A mi me empezó a dar miedo. Empecé a imaginar cosas muy raras en sus abultados vaqueros. «Ese tipo es muy sospechoso», le
dije a mi acompañante. «Vámonos al otro extremo». Seguí mirándole de
lejos. De repente, se levantó y avanzó rápidamente hacia donde
estábamos. A mitad de camino, se sentó en otro asiento. Un hombre vino
detrás, buscándole, para entregarle algo que se le había caído al suelo
al cambiar de sitio. Era una pulsera de oro de señora, bastante gruesa,
por cierto. La ví bien porque el hombre la llevó colgando, cogida de un
extremo, desde una punta a otra del tren. La cara que puso el joven era
un poema, se quedó helado.
Lentamente, extendió la mano, cogió la pulsera y, sin decir nada,
volvió a metérsela en el bolsillo.
Nos bajamos. Era nuestra parada. Llamé al 112. Expliqué lo sucedido
con pelos y señales. El interlocutor, muy amable, tomó nota de toda la
información y me agradeció la llamada. Al cabo de una media hora me
llama la policía local de la estación final del tranvía.

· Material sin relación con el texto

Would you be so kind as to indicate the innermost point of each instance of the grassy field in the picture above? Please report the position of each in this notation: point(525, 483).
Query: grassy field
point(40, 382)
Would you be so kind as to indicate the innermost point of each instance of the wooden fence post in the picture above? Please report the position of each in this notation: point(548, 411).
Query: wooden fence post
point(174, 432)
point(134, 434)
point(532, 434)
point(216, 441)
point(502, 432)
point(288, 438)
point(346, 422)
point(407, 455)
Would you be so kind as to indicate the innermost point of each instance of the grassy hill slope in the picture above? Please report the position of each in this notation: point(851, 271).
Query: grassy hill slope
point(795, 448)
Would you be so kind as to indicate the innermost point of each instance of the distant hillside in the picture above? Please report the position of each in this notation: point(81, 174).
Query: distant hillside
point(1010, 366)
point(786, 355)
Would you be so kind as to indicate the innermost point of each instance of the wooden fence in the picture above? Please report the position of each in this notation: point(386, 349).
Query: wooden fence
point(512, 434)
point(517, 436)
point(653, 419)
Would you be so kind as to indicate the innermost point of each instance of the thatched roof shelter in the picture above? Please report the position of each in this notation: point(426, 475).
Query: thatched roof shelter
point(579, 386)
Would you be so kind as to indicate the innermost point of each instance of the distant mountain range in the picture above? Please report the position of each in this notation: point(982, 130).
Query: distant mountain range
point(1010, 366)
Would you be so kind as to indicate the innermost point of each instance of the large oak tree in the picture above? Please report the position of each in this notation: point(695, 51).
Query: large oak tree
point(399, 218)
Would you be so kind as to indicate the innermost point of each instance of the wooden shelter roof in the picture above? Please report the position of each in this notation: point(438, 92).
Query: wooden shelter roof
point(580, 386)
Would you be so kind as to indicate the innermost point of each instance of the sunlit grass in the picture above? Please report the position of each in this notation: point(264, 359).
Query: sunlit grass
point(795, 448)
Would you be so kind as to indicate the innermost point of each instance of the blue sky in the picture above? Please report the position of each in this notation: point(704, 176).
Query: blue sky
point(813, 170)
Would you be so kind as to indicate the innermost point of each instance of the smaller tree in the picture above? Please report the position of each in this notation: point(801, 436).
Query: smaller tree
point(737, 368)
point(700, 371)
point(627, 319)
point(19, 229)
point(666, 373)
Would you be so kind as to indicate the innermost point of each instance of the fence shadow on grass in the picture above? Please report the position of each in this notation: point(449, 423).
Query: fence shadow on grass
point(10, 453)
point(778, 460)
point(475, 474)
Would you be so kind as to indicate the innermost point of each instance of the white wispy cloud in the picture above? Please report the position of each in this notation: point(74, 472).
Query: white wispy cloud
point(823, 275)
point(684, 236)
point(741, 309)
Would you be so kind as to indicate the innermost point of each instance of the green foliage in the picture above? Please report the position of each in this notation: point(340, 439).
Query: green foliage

«A ver, señora, ¿usted está todavía en el tranvía?», me dice un policía al más puro estilo Torrente.
«No, ya le dije al del 112 que acababa de bajar cuando les llamé».
«¿Y usted ha visto a esta persona quitarle la pulsera a alguien?», continuó, con muy malas maneras.
«Pues no, sólo les he avisado porque su comportamiento era muy sospechoso y …. »
Pero oí que el policía estaba hablando con otra persona.
«Perdone, ¿me está escuchando?», pregunté.
«Sí, sí, es que tengo que atender a todos, ¿sabe?»
«Mire, yo sólo trataba de ayudar, pero si no quiere escucharme, pues colgamos y en paz».
«¡Cuéntemelo si le da la gana! Pero si se va a poner así…»
«Pero ¿cómo que si me voy a poner así? Encima que les llamo, parece que me esté riñendo»
¡¡¡¡¡Y me colgó!!!!
Hace muchos años denuncié a un conocido bar de Barcelona que hay
detrás del Ayuntamiento. Dicen que era muy frecuentado por Pasqual
Maragall. Descubrí que tenían unos espejos en los
retretes que, en realidad, eran cristales transparentes, como los que
usa la policía para las ruedas de reconocimiento.
O sea, que los camareros veían perfectamente todo lo que ocurría dentro
de los servicios cuando la luz estaba encendida. Y eso explicaba muchas
idas y venidas por esa puerta donde rezaba “Sólo Personal”. Al poner la
denuncia, la policía me hizo la misma pregunta que hoy: «¿Usted ha
visto a estas personas mirar por ese cristal?» Por cierto, aunque en
aquel caso se presentaron inmediatamente dos coches patrulla para
comprobarlo, me han dicho que el
cristal sigue en el mismo sitio.
Y el joven del tranvía, seguramente, estará
vendiendo su botín.
Y yo no volveré a llamar al 112.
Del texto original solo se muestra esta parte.